Com o apoio da Secretaria Municipal de Cultura e da Universidade Estadual do Sudoeste da Bahia (Uesb), foi realizado o I Encontro da Rede de Leitura Inclusiva de Vitória da Conquista para articular instituições e profissionais com interesse em leitura inclusiva. O objetivo é efetivar um Grupo de Trabalho (GT) e integrar Vitória da Conquista à Rede Nacional de Leitura Inclusiva. O evento foi realizado nesta quinta-feira, 19, na Casa Memorial Régis Pacheco.

A Rede Nacional de Leitura Inclusiva é uma proposta da Fundação Dorina Nowill. Localizada em São Paulo, há cerca de cinco anos, a instituição vai a cidades de todo o Brasil apoiar e desenvolver ações de fomento à leitura inclusiva. A representante da Fundação, Perla Assunção, veio conhecer e mobilizar os articuladores da área em Vitória da Conquista.

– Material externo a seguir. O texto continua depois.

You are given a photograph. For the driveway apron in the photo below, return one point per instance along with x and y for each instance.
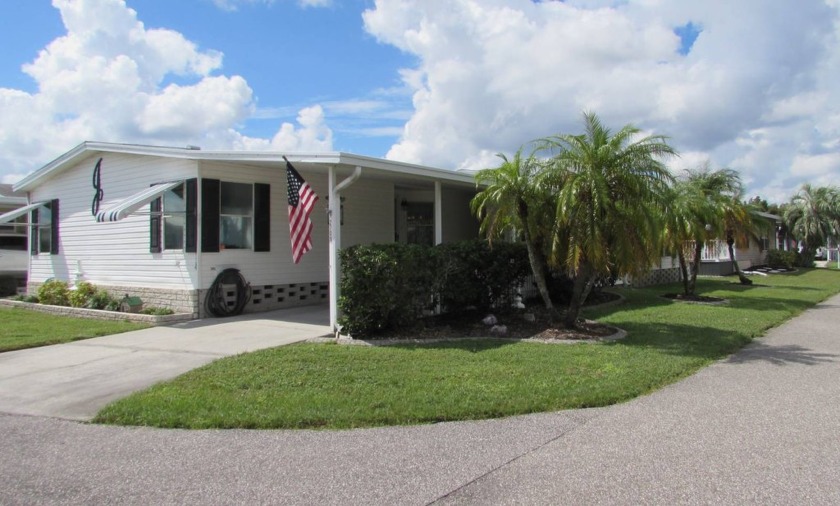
(75, 380)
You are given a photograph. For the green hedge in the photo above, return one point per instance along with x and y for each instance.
(390, 286)
(778, 259)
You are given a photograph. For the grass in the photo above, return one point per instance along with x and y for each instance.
(23, 328)
(333, 386)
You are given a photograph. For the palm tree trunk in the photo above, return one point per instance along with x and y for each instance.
(538, 265)
(730, 241)
(683, 271)
(695, 267)
(583, 285)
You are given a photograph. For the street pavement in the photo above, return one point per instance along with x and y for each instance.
(762, 427)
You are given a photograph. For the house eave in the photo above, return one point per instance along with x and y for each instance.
(324, 159)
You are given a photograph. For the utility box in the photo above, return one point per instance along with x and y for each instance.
(131, 304)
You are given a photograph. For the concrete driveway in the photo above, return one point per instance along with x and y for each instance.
(75, 380)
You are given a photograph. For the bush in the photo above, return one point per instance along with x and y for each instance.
(54, 293)
(389, 286)
(474, 274)
(805, 259)
(384, 286)
(778, 259)
(81, 294)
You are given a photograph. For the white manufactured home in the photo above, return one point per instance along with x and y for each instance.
(162, 223)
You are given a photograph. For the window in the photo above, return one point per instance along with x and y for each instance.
(13, 234)
(420, 221)
(236, 215)
(174, 218)
(44, 229)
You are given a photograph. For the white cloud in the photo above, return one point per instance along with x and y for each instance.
(233, 5)
(105, 80)
(311, 134)
(757, 91)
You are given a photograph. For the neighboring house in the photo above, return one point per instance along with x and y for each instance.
(170, 220)
(749, 251)
(715, 259)
(13, 258)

Para ela, a concepção da leitura inclusiva é a de permitir que a informação esteja acessível a todos. “E nesse ‘todos’, muitas vezes as pessoas com deficiência estão de fora. Não se pensa no público leitor com deficiência, que precisa de um recurso acessível. O livro, que é o maior instrumento da leitura, precisa estar adaptado, estar em um formato que esse público consiga acessar”, explica. Por isso, é preciso criar condições e incentivar que as pessoas com deficiência façam parte do público leitor.

Mércia Andrade, que gerencia a Casa Memorial Régis Pacheco, conta que a iniciativa tem como objetivo buscar novos parceiros, efetivar o Grupo de Trabalho e fortalecer as ações municipais. Por isso, esse primeiro encontro é fundamental: “Para que a gente esclareça e mostre para as pessoas a importância desse trabalho colaborativo e inclusivo, para que todos possam ter direitos garantidos de acesso à leitura, é esse o propósito”.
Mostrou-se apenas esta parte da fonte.